So is this typical? I just don't want wort all over the ground when I am done.
 
I'm not sure what the real purpose of a sight glass is in a kettle so I'd just say remove it. I had thought about adding one because they look sexy as hell but then realized that they serve no real purpose so I canned that idea. Open to feedback but if I know the volume when I start my boil and I know the volume when i finish my boil what value does it add?

I guess your two options if you want to keep it are to either cap it or tie it back into the kettle at the top. An open sight glass seems extra stupid.
 
I'd say a larger heat shield is in order.

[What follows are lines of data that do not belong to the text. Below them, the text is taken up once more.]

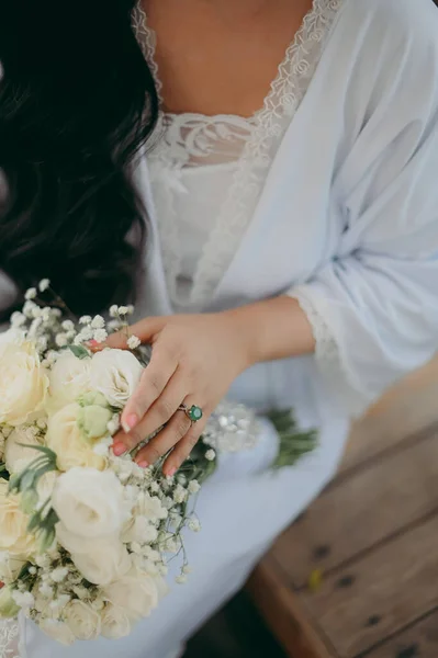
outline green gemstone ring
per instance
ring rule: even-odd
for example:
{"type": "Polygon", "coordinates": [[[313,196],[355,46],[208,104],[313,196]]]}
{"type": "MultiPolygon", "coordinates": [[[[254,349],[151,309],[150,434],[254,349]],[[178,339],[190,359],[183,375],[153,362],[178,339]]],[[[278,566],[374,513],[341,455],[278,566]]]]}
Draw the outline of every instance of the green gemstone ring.
{"type": "Polygon", "coordinates": [[[201,407],[198,407],[196,405],[192,405],[189,409],[189,407],[182,402],[182,405],[178,407],[178,410],[183,411],[192,422],[198,422],[203,417],[201,407]]]}

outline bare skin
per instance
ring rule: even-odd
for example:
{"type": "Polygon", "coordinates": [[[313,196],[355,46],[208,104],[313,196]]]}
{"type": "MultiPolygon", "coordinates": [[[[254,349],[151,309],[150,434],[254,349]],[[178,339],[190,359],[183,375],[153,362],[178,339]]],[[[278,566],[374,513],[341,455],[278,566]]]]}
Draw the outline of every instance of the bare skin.
{"type": "MultiPolygon", "coordinates": [[[[263,104],[279,63],[311,0],[144,0],[157,33],[166,110],[250,116],[263,104]]],[[[281,296],[217,314],[146,318],[132,328],[153,360],[123,411],[114,453],[167,427],[137,455],[147,466],[168,454],[173,475],[233,381],[257,362],[312,353],[312,329],[293,298],[281,296]],[[192,424],[178,410],[199,405],[192,424]]],[[[125,338],[111,337],[125,348],[125,338]]]]}

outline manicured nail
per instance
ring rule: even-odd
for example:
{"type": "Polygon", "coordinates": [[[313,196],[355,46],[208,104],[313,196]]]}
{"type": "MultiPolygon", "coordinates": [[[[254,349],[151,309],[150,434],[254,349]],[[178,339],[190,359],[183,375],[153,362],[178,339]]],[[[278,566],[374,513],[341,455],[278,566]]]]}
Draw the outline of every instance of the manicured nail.
{"type": "Polygon", "coordinates": [[[114,443],[114,445],[113,445],[113,453],[115,454],[116,457],[121,457],[122,455],[124,455],[126,450],[127,449],[124,443],[114,443]]]}
{"type": "Polygon", "coordinates": [[[136,413],[131,413],[131,416],[122,420],[122,428],[125,434],[128,434],[131,430],[135,428],[136,424],[138,424],[138,417],[136,416],[136,413]]]}

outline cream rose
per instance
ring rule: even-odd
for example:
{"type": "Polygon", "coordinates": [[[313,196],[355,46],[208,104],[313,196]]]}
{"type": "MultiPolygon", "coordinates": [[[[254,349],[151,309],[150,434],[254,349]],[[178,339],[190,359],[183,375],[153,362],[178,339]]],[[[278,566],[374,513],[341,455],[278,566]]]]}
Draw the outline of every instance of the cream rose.
{"type": "Polygon", "coordinates": [[[2,344],[0,350],[0,423],[19,426],[44,406],[48,376],[30,342],[2,344]]]}
{"type": "Polygon", "coordinates": [[[9,620],[18,615],[20,608],[12,599],[12,592],[9,587],[0,589],[0,620],[9,620]]]}
{"type": "Polygon", "coordinates": [[[27,533],[29,517],[22,512],[16,496],[10,496],[8,483],[0,480],[0,551],[23,558],[35,551],[35,538],[27,533]]]}
{"type": "Polygon", "coordinates": [[[78,426],[81,408],[76,402],[59,409],[47,421],[46,444],[57,455],[59,470],[89,466],[104,470],[106,460],[93,452],[78,426]]]}
{"type": "Polygon", "coordinates": [[[90,365],[91,359],[78,359],[70,351],[57,359],[49,374],[50,409],[57,410],[76,402],[91,389],[90,365]]]}
{"type": "Polygon", "coordinates": [[[143,366],[126,350],[103,350],[91,360],[91,386],[105,396],[112,407],[122,409],[142,377],[143,366]]]}
{"type": "Polygon", "coordinates": [[[20,555],[12,556],[7,552],[0,553],[0,582],[5,582],[7,585],[13,582],[26,561],[20,555]]]}
{"type": "Polygon", "coordinates": [[[76,639],[70,628],[64,622],[44,620],[40,623],[40,628],[43,631],[43,633],[48,635],[48,637],[52,637],[52,639],[59,642],[66,647],[72,645],[76,639]]]}
{"type": "Polygon", "coordinates": [[[4,463],[9,473],[21,473],[41,456],[36,450],[23,445],[41,445],[41,442],[36,436],[27,435],[25,430],[18,428],[8,436],[4,446],[4,463]]]}
{"type": "Polygon", "coordinates": [[[123,608],[109,603],[102,613],[102,635],[108,639],[121,639],[131,635],[132,622],[123,608]]]}
{"type": "Polygon", "coordinates": [[[66,530],[86,538],[113,535],[125,520],[123,487],[111,470],[72,468],[63,474],[52,504],[66,530]]]}
{"type": "Polygon", "coordinates": [[[65,621],[77,639],[97,639],[100,635],[100,614],[83,601],[71,601],[65,609],[65,621]]]}
{"type": "Polygon", "coordinates": [[[89,582],[106,586],[130,571],[132,559],[121,541],[110,544],[93,540],[93,544],[90,553],[71,553],[76,567],[89,582]]]}
{"type": "Polygon", "coordinates": [[[158,605],[158,587],[153,576],[133,567],[116,582],[103,588],[105,599],[123,608],[133,619],[148,616],[158,605]]]}

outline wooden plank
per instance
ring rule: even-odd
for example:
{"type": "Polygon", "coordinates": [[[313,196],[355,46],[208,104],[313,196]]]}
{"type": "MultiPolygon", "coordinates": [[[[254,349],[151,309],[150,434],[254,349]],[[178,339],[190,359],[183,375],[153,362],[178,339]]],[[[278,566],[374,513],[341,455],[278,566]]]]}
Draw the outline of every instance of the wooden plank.
{"type": "Polygon", "coordinates": [[[302,594],[341,658],[351,658],[438,605],[438,517],[302,594]],[[379,616],[379,624],[373,623],[379,616]]]}
{"type": "Polygon", "coordinates": [[[310,623],[302,603],[269,556],[249,578],[247,591],[290,658],[338,658],[317,625],[310,623]]]}
{"type": "Polygon", "coordinates": [[[438,434],[328,488],[276,543],[271,555],[294,587],[438,508],[438,434]]]}
{"type": "Polygon", "coordinates": [[[367,658],[437,658],[437,656],[438,611],[367,654],[367,658]]]}
{"type": "Polygon", "coordinates": [[[438,422],[438,356],[394,386],[352,430],[340,470],[438,422]]]}

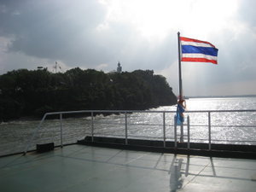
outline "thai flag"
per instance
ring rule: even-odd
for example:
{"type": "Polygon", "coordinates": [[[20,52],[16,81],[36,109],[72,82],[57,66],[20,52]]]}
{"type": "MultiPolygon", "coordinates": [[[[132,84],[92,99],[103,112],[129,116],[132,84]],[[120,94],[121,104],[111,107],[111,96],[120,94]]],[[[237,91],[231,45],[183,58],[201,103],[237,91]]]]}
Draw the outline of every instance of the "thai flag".
{"type": "Polygon", "coordinates": [[[180,37],[181,61],[217,64],[218,49],[209,42],[180,37]]]}

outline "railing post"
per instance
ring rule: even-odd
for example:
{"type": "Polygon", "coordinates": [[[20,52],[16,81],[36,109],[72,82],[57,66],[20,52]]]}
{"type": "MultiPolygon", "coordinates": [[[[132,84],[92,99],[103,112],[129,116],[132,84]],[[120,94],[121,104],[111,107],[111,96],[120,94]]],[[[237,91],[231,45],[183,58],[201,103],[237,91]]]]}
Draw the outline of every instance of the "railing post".
{"type": "Polygon", "coordinates": [[[187,118],[187,122],[188,122],[188,149],[190,149],[190,119],[189,119],[189,116],[188,115],[187,118]]]}
{"type": "Polygon", "coordinates": [[[208,132],[209,132],[209,150],[212,150],[212,137],[211,137],[211,112],[208,112],[208,132]]]}
{"type": "Polygon", "coordinates": [[[177,148],[177,117],[174,116],[174,147],[177,148]]]}
{"type": "Polygon", "coordinates": [[[60,113],[60,124],[61,124],[61,146],[63,147],[63,134],[62,134],[62,113],[60,113]]]}
{"type": "Polygon", "coordinates": [[[128,130],[127,130],[127,113],[126,112],[125,113],[125,145],[127,145],[128,144],[128,140],[127,140],[128,130]]]}
{"type": "Polygon", "coordinates": [[[163,137],[164,148],[166,148],[166,112],[163,112],[163,137]]]}
{"type": "Polygon", "coordinates": [[[94,122],[93,122],[93,112],[91,113],[91,142],[94,141],[94,122]]]}
{"type": "Polygon", "coordinates": [[[30,145],[31,145],[31,143],[34,140],[38,130],[41,128],[41,125],[43,124],[43,122],[44,121],[45,118],[47,116],[47,113],[44,115],[43,119],[41,119],[38,126],[37,127],[36,131],[33,132],[31,139],[28,141],[26,146],[25,147],[25,149],[24,149],[24,152],[23,152],[23,154],[25,155],[27,152],[27,150],[29,149],[30,148],[30,145]]]}

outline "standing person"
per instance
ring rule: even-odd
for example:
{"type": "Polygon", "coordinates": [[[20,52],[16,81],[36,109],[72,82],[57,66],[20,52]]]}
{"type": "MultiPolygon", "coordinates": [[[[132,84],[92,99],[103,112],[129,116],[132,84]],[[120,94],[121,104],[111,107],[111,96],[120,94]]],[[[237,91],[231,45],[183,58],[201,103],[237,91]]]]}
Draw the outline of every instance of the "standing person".
{"type": "Polygon", "coordinates": [[[184,122],[184,114],[183,113],[185,112],[186,109],[186,101],[183,99],[179,99],[177,101],[177,125],[181,125],[184,122]]]}

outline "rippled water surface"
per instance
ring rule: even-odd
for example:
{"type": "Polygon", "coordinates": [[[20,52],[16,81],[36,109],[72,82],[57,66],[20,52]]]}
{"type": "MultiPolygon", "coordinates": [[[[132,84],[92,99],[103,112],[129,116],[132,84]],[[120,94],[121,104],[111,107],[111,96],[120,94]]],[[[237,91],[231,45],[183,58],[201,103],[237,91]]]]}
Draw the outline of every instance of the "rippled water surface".
{"type": "MultiPolygon", "coordinates": [[[[256,109],[256,97],[200,98],[187,100],[186,117],[189,116],[191,142],[208,143],[209,113],[203,110],[256,109]],[[199,111],[198,113],[190,113],[199,111]]],[[[174,139],[175,106],[153,108],[154,113],[133,113],[126,114],[127,135],[132,138],[163,140],[174,139]],[[159,113],[155,113],[159,111],[159,113]],[[164,113],[165,112],[165,113],[164,113]],[[164,125],[165,119],[165,125],[164,125]]],[[[63,143],[75,143],[87,135],[125,137],[125,114],[96,115],[93,122],[90,114],[83,118],[46,119],[29,149],[37,143],[55,142],[61,144],[61,125],[63,143]],[[93,131],[92,131],[93,127],[93,131]]],[[[256,112],[214,112],[210,113],[212,143],[256,144],[256,112]]],[[[0,155],[23,151],[26,143],[38,127],[39,121],[12,121],[0,124],[0,155]]],[[[180,135],[180,127],[177,127],[180,135]]],[[[188,138],[187,118],[184,125],[184,140],[188,138]]]]}

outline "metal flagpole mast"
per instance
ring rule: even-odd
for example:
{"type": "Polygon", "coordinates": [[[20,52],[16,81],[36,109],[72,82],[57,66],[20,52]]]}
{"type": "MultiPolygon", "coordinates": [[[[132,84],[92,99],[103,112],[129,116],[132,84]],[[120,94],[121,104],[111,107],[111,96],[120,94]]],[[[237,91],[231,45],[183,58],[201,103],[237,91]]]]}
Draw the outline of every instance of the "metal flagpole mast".
{"type": "Polygon", "coordinates": [[[183,81],[182,81],[182,69],[181,69],[181,51],[180,51],[180,32],[177,32],[177,43],[178,43],[178,86],[179,86],[179,98],[183,99],[183,81]]]}
{"type": "MultiPolygon", "coordinates": [[[[178,43],[178,86],[179,86],[179,100],[183,99],[183,81],[182,81],[182,68],[181,68],[181,45],[180,45],[180,32],[177,32],[177,43],[178,43]]],[[[180,125],[180,142],[183,142],[183,123],[180,125]]]]}

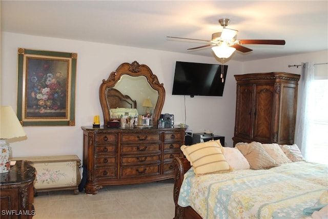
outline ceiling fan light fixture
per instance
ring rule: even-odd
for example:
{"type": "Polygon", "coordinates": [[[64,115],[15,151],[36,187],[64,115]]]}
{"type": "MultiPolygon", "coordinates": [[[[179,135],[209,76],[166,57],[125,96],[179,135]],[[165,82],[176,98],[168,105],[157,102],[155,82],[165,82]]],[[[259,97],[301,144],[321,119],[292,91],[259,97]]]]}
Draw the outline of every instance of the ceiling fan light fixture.
{"type": "Polygon", "coordinates": [[[230,41],[233,39],[237,32],[238,30],[233,30],[232,29],[224,28],[222,30],[221,38],[222,39],[230,41]]]}
{"type": "Polygon", "coordinates": [[[227,58],[232,55],[236,49],[227,46],[217,46],[212,47],[214,54],[220,58],[227,58]]]}

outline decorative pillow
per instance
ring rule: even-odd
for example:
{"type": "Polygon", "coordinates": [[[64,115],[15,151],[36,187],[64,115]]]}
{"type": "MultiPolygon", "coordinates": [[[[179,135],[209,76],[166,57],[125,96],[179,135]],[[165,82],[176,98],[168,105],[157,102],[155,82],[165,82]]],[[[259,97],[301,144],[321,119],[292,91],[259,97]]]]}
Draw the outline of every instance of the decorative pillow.
{"type": "Polygon", "coordinates": [[[287,157],[278,144],[262,144],[262,147],[278,164],[292,163],[292,161],[287,157]]]}
{"type": "Polygon", "coordinates": [[[251,169],[270,169],[278,166],[277,162],[266,153],[260,143],[253,142],[249,144],[236,145],[250,163],[251,169]]]}
{"type": "Polygon", "coordinates": [[[223,154],[219,140],[181,146],[183,154],[194,167],[196,175],[232,170],[223,154]]]}
{"type": "Polygon", "coordinates": [[[302,156],[299,148],[296,144],[292,145],[279,145],[282,151],[286,154],[287,157],[293,162],[297,162],[298,161],[305,161],[305,159],[302,156]]]}
{"type": "Polygon", "coordinates": [[[236,170],[250,169],[250,164],[236,148],[223,147],[223,154],[230,167],[236,170]]]}

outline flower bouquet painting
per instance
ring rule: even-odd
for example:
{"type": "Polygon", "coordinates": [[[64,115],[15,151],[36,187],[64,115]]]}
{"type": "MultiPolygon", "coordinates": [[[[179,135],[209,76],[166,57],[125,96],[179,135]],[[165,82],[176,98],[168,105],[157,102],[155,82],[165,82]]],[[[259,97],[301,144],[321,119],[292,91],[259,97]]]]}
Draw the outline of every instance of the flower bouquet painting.
{"type": "Polygon", "coordinates": [[[68,65],[66,61],[28,59],[27,117],[66,117],[68,65]]]}
{"type": "Polygon", "coordinates": [[[17,117],[23,125],[75,125],[76,57],[18,49],[17,117]]]}

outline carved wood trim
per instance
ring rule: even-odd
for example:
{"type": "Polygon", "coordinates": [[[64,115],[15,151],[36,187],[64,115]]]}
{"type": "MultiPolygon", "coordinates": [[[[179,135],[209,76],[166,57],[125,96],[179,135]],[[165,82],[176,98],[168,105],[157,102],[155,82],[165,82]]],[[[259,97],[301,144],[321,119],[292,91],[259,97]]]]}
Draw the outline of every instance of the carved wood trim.
{"type": "Polygon", "coordinates": [[[162,83],[160,83],[157,76],[153,74],[152,70],[147,65],[140,65],[137,61],[129,64],[124,63],[121,64],[117,69],[112,71],[107,79],[102,80],[99,89],[99,98],[104,115],[104,124],[106,124],[110,119],[109,109],[106,99],[106,90],[108,88],[113,87],[121,78],[121,75],[127,74],[132,76],[144,76],[150,86],[158,92],[158,98],[156,103],[156,108],[154,110],[153,125],[157,125],[157,120],[159,118],[160,113],[164,105],[165,99],[165,89],[162,83]]]}

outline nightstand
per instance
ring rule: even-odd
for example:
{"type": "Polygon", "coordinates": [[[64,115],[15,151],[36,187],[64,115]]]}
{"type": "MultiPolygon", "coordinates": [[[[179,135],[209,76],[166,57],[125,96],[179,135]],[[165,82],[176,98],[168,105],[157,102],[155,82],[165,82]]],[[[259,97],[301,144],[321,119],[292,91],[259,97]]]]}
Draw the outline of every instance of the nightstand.
{"type": "Polygon", "coordinates": [[[33,182],[35,169],[27,161],[17,161],[0,174],[1,218],[31,218],[35,214],[33,182]]]}

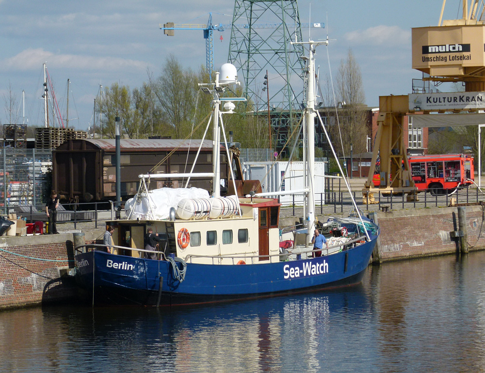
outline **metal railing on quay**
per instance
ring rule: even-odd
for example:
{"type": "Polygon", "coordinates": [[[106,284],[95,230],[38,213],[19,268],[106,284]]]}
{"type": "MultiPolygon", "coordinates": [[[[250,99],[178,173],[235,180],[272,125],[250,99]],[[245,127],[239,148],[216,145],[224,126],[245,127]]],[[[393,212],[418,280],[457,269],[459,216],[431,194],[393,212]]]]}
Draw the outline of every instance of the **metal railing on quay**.
{"type": "MultiPolygon", "coordinates": [[[[353,207],[352,200],[348,192],[340,189],[327,190],[315,194],[315,212],[323,215],[333,213],[343,213],[353,207]]],[[[373,199],[368,195],[363,195],[361,191],[353,191],[352,195],[357,206],[363,211],[387,211],[389,210],[427,208],[433,207],[446,207],[457,203],[478,203],[485,202],[485,193],[478,188],[463,188],[453,189],[450,193],[436,193],[436,189],[420,191],[417,194],[418,200],[407,200],[407,195],[401,193],[393,195],[372,190],[373,199]]],[[[291,202],[282,203],[282,210],[291,211],[292,216],[296,216],[297,210],[303,208],[301,195],[291,195],[291,202]]]]}
{"type": "MultiPolygon", "coordinates": [[[[91,222],[95,228],[102,227],[104,221],[113,216],[112,204],[109,202],[92,203],[60,203],[57,210],[56,224],[73,224],[74,229],[79,223],[91,222]]],[[[17,219],[24,219],[28,223],[48,221],[45,205],[22,204],[9,207],[9,214],[15,214],[17,219]]]]}

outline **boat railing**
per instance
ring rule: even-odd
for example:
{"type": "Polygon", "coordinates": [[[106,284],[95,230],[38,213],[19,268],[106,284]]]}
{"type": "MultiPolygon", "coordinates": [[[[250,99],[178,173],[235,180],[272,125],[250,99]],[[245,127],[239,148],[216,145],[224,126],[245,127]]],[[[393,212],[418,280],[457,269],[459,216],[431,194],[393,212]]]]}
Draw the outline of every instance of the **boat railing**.
{"type": "MultiPolygon", "coordinates": [[[[86,252],[86,249],[83,249],[83,248],[85,248],[86,249],[96,249],[96,248],[106,248],[106,245],[102,245],[100,244],[85,244],[84,245],[80,245],[78,246],[76,246],[74,248],[74,251],[77,251],[78,252],[86,252]]],[[[123,250],[132,250],[135,251],[139,251],[140,252],[149,252],[153,254],[161,254],[163,260],[166,260],[166,256],[165,256],[165,253],[163,251],[159,251],[154,250],[146,250],[144,249],[137,249],[136,248],[129,248],[126,246],[118,246],[116,245],[112,245],[110,246],[112,248],[116,249],[121,249],[123,250]]]]}
{"type": "MultiPolygon", "coordinates": [[[[360,243],[363,242],[365,242],[366,240],[366,237],[365,235],[360,236],[355,238],[353,238],[349,241],[346,241],[345,242],[343,242],[340,243],[338,245],[334,245],[332,246],[329,246],[328,249],[327,250],[327,252],[329,252],[332,249],[337,249],[339,248],[342,247],[343,248],[344,247],[349,247],[350,246],[352,246],[352,247],[354,246],[354,244],[356,243],[360,243]]],[[[255,264],[257,262],[259,261],[260,258],[264,258],[263,260],[265,261],[269,260],[270,263],[272,263],[273,262],[284,262],[286,261],[286,258],[287,257],[289,259],[291,255],[301,255],[302,254],[306,254],[307,255],[307,258],[308,258],[308,255],[311,254],[313,255],[313,253],[316,251],[322,251],[321,249],[314,249],[312,247],[308,248],[307,249],[301,249],[299,247],[298,247],[299,249],[298,252],[292,252],[292,251],[294,250],[295,248],[293,249],[289,249],[288,252],[278,252],[275,254],[268,254],[266,255],[248,255],[248,253],[236,253],[232,254],[228,254],[226,255],[220,254],[217,255],[197,255],[195,254],[190,254],[185,258],[183,258],[184,261],[188,263],[193,263],[193,260],[195,260],[197,259],[210,259],[212,261],[212,264],[221,264],[222,262],[222,260],[230,260],[232,261],[232,264],[236,264],[240,261],[243,261],[244,262],[244,264],[247,264],[246,263],[247,261],[250,261],[251,264],[255,264]],[[285,258],[285,259],[282,260],[282,258],[285,258]],[[277,259],[276,260],[276,259],[277,259]]],[[[325,251],[325,249],[323,249],[323,251],[325,251]]],[[[338,250],[333,250],[331,253],[334,253],[337,252],[338,250]]],[[[327,255],[331,255],[329,253],[327,255]]],[[[324,256],[323,254],[322,254],[323,256],[324,256]]]]}
{"type": "MultiPolygon", "coordinates": [[[[322,256],[325,256],[325,255],[323,253],[323,251],[326,251],[326,255],[331,255],[331,254],[337,252],[339,250],[336,250],[339,248],[342,247],[342,249],[344,247],[348,248],[350,248],[351,247],[353,247],[355,244],[356,243],[361,243],[363,242],[365,242],[366,239],[366,237],[365,235],[360,236],[356,238],[353,238],[348,241],[345,241],[345,242],[342,242],[339,243],[338,245],[334,245],[328,246],[328,249],[325,250],[325,249],[323,249],[321,250],[320,249],[314,249],[312,247],[309,247],[307,248],[301,247],[297,247],[292,249],[288,250],[288,252],[278,252],[275,254],[269,254],[266,255],[248,255],[248,253],[234,253],[231,254],[228,254],[227,255],[225,254],[219,254],[217,255],[196,255],[194,254],[190,254],[187,255],[183,260],[186,263],[193,263],[193,260],[200,259],[201,258],[205,259],[211,259],[212,264],[222,264],[222,260],[224,259],[226,262],[227,262],[228,260],[232,261],[232,264],[237,264],[240,261],[243,261],[244,262],[244,264],[247,264],[246,261],[250,261],[251,264],[255,264],[258,262],[260,261],[260,258],[263,258],[263,260],[265,261],[269,260],[270,263],[277,262],[284,262],[286,261],[287,260],[289,260],[291,256],[293,255],[296,255],[297,256],[301,255],[302,254],[306,254],[307,258],[310,257],[308,256],[309,255],[311,255],[312,256],[313,255],[313,253],[315,251],[322,251],[322,256]],[[298,249],[295,250],[295,249],[298,249]],[[332,251],[330,253],[330,251],[332,251]],[[277,260],[276,260],[277,259],[277,260]]],[[[78,246],[76,246],[74,248],[74,251],[78,252],[85,252],[87,249],[96,249],[96,248],[106,248],[106,246],[105,245],[102,245],[99,244],[86,244],[84,245],[81,245],[78,246]],[[83,249],[85,248],[85,249],[83,249]]],[[[166,260],[167,257],[165,255],[165,253],[163,251],[159,251],[153,250],[146,250],[144,249],[137,249],[136,248],[129,248],[126,246],[118,246],[118,245],[113,245],[110,246],[112,248],[119,249],[124,250],[132,250],[135,251],[139,251],[140,252],[148,252],[151,253],[153,254],[160,254],[161,256],[161,259],[163,260],[166,260]]]]}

fwiw, I have sight glasses on all of my kettles (with heat shields that actually work) and find them immensely useful - particularly the one on my MLT, which will indicate if I'm pumping out too fast during recirculation/run-off and risking a stuck mash...

Cheers!
 
I'd say a larger heat shield is in order.

fwiw, I have sight glasses on all of my kettles (with heat shields that actually work) and find them immensely useful - particularly the one on my MLT, which will indicate if I'm pumping out too fast during recirculation/run-off and risking a stuck mash...

Cheers!

What do you gain by having them on your boil kettle though?
 
I fly sparge and use the BK glass to indicate when I've hit my pre-boil volume.
I actually position an alligator clip on the gauge shield at the correct spot and sparge 'til I hit it.
Note these are recipes I've done often enough to know the end-of-runoff pH and gravity are within limits. I test both these days only to confirm.

On the HLT I always fill to at least 12 gallons to cover the HEX so I use it there, then later use the sight glass to give me a hint on the sparge process, though that's incidental use to be sure, as the sparge volume is driven by the pre-boil volume.

wrt the MLT sight gauge it actually took a few batches with my 10 gallon rig to realize it was giving me information that was valuable. The one time I
stuck the mash from aggressive recirculation was before I realized I had been totally ignoring the sight glass on that vessel and it had been yelling at me to slow down :)

My original 5 gallon setup uses a 10g Rubbermaid MLT which I didn't want to drill for a gauge, so a sight glass on a MLT was new to me. Wouldn't run a recirculating rig without one now...

Cheers!
 
Yeah I got all my hardware from brewhardware. The heat shield help but still seemed to have boil over.
 
If you boil in the sightglass even with a heat shield, consider throttling back the flame. You are putting a ton of heat out into the atmosphere and wasting a lot of gas. There's a certain point where the flame is as large as the pot will absorb and then when you go higher, you gain no heating performance.
 
If you boil in the sightglass even with a heat shield, consider throttling back the flame. You are putting a ton of heat out into the atmosphere and wasting a lot of gas. There's a certain point where the flame is as large as the pot will absorb and then when you go higher, you gain no heating performance.



Makes sense. I have never used one before or brewed with my new keggles yet but have help from someone experienced on my 1st brew day.